Surveys diverge on stickability of UK BEVs

Less than one-in-10 BEV drivers considering going back to ICE is consistent. But BEV back to hybrid may be an issue

Surveys diverge on stickability of UK BEVs
Two surveys, but different levels of wavering on the choice of having gone BEV 

Two recent surveys of UK BEV drivers have produced a remarkably similar number for UK drivers who have chosen BEV, but would consider going back to ICE. But one of them suggests that an appetite to switch from BEV to hybrid might be more prevalent.

Only 9pc of respondents in a poll carried out by Tusker, a company car and salary sacrifice car rental firm, said they would go back to driving a petrol or diesel car and 91pc of existing BEV drivers are either very satisfied or satisfied with driving an electric car.

And this exactly matches a finding by market research agency Biznography — albeit in a smaller survey covering only just over 100 BEV drivers — that also saw just 9pc of BEV drivers considering going petrol or diesel as their next car. But the latter also flagged that an additional two in 10 BEV drivers might push back from fully electric and opt next for a PHEV (15pc) or HEV (6pc).

Charger woes

Charging represents a major stumbling block in both surveys. Those considering a BEV-to-hybrid switch “mention charging issues at a much higher level than those who would stick with pure BEV”, Biznography finds. In the Tusker survey, 80pc of those who said they will not choose an EV as their next car highlighted their concerns about the charging infrastructure.

Both polls finds that the BEV-owning population remains dominated by those that can charge at home — 81pc of Tusker respondents and 83pc of those asked by Biznography.

Over 75pc of the BEV drivers Tusker surveyed only use public charging once a month or less. Biznography does not have a comparable figure, but it does find that 75pc of its BEV-driving respondent use at-home charging as a primary charging mode.

Nonetheless, of Tusker’s BEV owners, 61pc would still like to see more public chargers (second only to 65pc who want more range from their vehicles, which plays to a similar concern).
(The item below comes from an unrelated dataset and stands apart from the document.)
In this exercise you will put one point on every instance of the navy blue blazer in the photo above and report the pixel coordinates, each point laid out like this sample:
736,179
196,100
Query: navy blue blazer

On every metric of poor experience at public chargers — finding an available charger and delayed journeys because of that, broken chargers, chargers that felt unsafe, app issues or running out of juice entirely — Biznography’s 30pc of BEV waverers have been more exposed than the 70pc sticking with BEV.

Even the 21pc of Biznography respondents who are considering BEV as their next vehicle cite range anxiety and charging speed as remaining concerns, albeit not deal breakers. For an additional 39pc who would be prepared to consider BEV but not likely to be their next choice, they are “unconvinced of the practicality of [B]EVs” and range anxiety and charging speed are active barriers, as well as concerns over the quality and acquisition cost of current BEV options.

Some of this is perception, rather than reality. Tusker finds that only 9pc of this petrol-driving population drive more than 200 miles per week, and only 6pc make a journey of over 100 miles at least weekly. The average range of a BEV in the UK is over 219 miles, Tusker says.

Of the BEV drivers it polled, 76pc confirmed they got over 150 miles per charge — enough to cover the weekly mileage of 77pc of the petrol drivers polled — by only charging once a week. And, even among petrol drivers, 58pc had noticed more public charging points appearing over the last year.